Dal 4 luglio il supermercato Carrefour di Quartu Sant’Elena ha adottato le stesse politiche aziendali attuate in molti punti vendita della multinazionale francese in continente: apertura H24 e sette giorni su sette.
La tendenza delle grandi catene commerciali è chiara, infatti con questa manovra fanno sì che la concorrenza dei piccoli commercianti e produttori locali venga pian piano appiattita, al fine di conquistare completamente il mercato sardo dell’agroalimentare.

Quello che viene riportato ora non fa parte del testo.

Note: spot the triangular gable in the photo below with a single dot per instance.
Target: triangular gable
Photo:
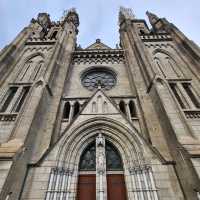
(98, 45)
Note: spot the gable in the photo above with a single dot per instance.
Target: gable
(98, 45)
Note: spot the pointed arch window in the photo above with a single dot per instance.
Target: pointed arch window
(76, 108)
(122, 107)
(54, 35)
(113, 159)
(67, 109)
(132, 109)
(14, 99)
(31, 69)
(88, 159)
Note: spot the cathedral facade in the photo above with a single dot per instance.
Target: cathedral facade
(100, 123)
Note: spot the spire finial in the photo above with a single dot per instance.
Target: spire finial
(125, 13)
(71, 16)
(152, 18)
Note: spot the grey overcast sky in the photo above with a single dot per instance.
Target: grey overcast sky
(98, 18)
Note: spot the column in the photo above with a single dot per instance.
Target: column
(101, 185)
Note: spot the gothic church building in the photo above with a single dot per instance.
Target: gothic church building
(100, 123)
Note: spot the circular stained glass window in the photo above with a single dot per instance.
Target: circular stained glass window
(99, 78)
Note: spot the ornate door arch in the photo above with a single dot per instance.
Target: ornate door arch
(101, 172)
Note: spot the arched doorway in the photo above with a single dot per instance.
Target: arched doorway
(101, 173)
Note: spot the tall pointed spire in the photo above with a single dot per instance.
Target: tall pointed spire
(152, 18)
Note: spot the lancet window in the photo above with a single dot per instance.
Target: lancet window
(71, 109)
(185, 95)
(31, 70)
(14, 99)
(128, 107)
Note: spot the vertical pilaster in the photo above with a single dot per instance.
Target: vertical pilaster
(101, 184)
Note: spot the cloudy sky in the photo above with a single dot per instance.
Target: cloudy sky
(98, 18)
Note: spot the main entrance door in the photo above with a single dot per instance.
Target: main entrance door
(116, 187)
(101, 162)
(87, 187)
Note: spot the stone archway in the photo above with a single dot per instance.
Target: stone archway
(101, 174)
(130, 146)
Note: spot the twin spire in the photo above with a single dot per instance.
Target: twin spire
(72, 16)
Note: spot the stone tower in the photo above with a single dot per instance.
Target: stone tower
(100, 123)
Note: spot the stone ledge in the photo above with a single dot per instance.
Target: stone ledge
(9, 148)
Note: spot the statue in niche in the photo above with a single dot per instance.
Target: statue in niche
(44, 20)
(101, 160)
(100, 140)
(88, 161)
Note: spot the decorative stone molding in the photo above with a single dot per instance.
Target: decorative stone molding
(98, 57)
(155, 37)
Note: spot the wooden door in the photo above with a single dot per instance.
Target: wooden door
(86, 187)
(116, 187)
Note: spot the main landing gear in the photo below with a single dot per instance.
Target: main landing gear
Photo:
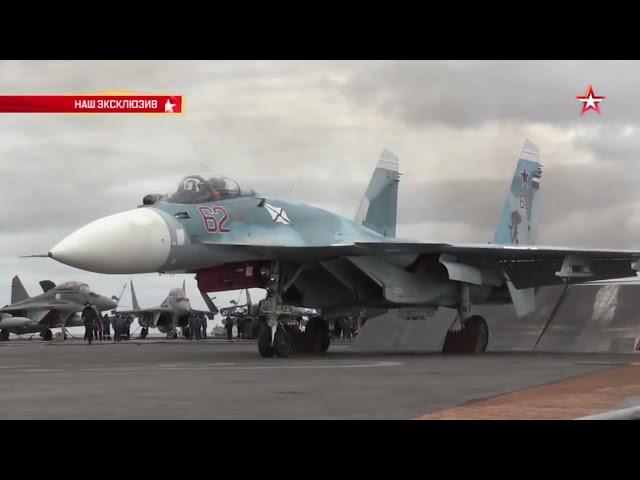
(473, 336)
(278, 339)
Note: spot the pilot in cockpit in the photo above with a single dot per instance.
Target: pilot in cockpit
(218, 188)
(192, 189)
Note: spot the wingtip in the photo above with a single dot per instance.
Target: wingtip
(388, 160)
(530, 147)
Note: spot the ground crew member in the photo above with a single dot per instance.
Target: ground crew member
(194, 327)
(229, 326)
(98, 325)
(117, 327)
(89, 319)
(203, 326)
(106, 327)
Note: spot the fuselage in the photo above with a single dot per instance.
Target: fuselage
(169, 237)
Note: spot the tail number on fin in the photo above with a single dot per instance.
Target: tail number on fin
(215, 219)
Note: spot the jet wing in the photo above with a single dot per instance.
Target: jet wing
(526, 266)
(204, 312)
(147, 310)
(59, 305)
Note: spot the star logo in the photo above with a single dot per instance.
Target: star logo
(525, 177)
(278, 215)
(168, 107)
(590, 101)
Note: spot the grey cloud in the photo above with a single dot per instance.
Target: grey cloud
(471, 93)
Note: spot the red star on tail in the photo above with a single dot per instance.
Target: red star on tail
(590, 101)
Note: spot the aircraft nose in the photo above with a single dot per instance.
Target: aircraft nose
(135, 241)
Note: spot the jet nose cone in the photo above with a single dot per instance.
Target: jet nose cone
(135, 241)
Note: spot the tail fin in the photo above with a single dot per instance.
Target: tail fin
(46, 285)
(18, 293)
(519, 221)
(134, 299)
(379, 205)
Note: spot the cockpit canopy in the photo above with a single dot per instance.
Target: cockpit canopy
(75, 287)
(195, 189)
(178, 294)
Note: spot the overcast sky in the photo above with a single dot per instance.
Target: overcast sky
(314, 130)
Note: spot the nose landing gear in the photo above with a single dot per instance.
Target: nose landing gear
(473, 336)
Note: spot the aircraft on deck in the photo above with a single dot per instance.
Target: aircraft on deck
(58, 306)
(233, 238)
(174, 311)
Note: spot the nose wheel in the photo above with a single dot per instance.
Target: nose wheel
(472, 338)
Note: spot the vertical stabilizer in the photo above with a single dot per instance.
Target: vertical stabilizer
(18, 292)
(518, 224)
(378, 208)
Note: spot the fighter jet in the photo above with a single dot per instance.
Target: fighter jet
(58, 306)
(249, 314)
(175, 311)
(233, 238)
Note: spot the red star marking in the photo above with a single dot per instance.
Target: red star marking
(590, 101)
(525, 176)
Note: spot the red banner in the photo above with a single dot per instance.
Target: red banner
(166, 104)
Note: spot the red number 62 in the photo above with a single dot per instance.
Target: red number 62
(211, 223)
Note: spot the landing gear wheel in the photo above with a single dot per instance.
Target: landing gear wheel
(318, 337)
(264, 341)
(473, 338)
(282, 343)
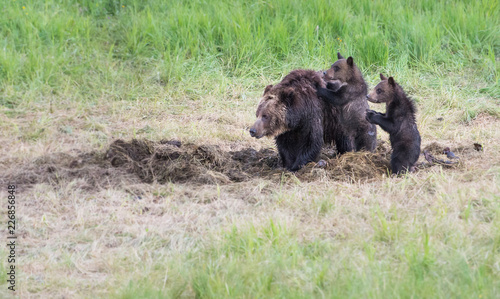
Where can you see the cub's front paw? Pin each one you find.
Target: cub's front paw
(370, 114)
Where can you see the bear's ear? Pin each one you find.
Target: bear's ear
(287, 96)
(268, 88)
(350, 61)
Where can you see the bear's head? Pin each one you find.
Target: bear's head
(383, 92)
(271, 114)
(343, 70)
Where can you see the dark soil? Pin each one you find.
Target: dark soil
(144, 161)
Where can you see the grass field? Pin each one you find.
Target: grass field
(77, 75)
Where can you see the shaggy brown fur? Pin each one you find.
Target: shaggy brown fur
(346, 91)
(292, 113)
(399, 121)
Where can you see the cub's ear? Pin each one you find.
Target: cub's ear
(287, 96)
(268, 88)
(350, 61)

È per questo che la Confederazione Sindacale Sarda, il Fronte Indipendentista Unidu, il Partito Comunista dei Lavoratori, Altra Sardegna e S’Idea Libera hanno convocato una mobilitazione nella giornata di ieri, 9 luglio, in modo da sensibilizzare cittadini e commercianti riguardo la mancanza di una politica capace di realizzare una sovranità alimentare sarda.

Gli attivisti, i commercianti e numerosi clienti hanno discusso a lungo sull’assurdità della dipendenza alimentare dei sardi dalle multinazionali, le quali ci propinano cibo spazzatura che oramai imbandisce l’80% delle nostre tavole.

I militanti hanno ascoltato con attenzione la rabbia dei lavoratori del mercato, che lamentano la concorrenza sleale della grande distribuzione, chiedendo una regolamentazione precisa che impedisca le aperture selvagge; difatti i mercati civici non possono aprire né le domeniche né il pomeriggio.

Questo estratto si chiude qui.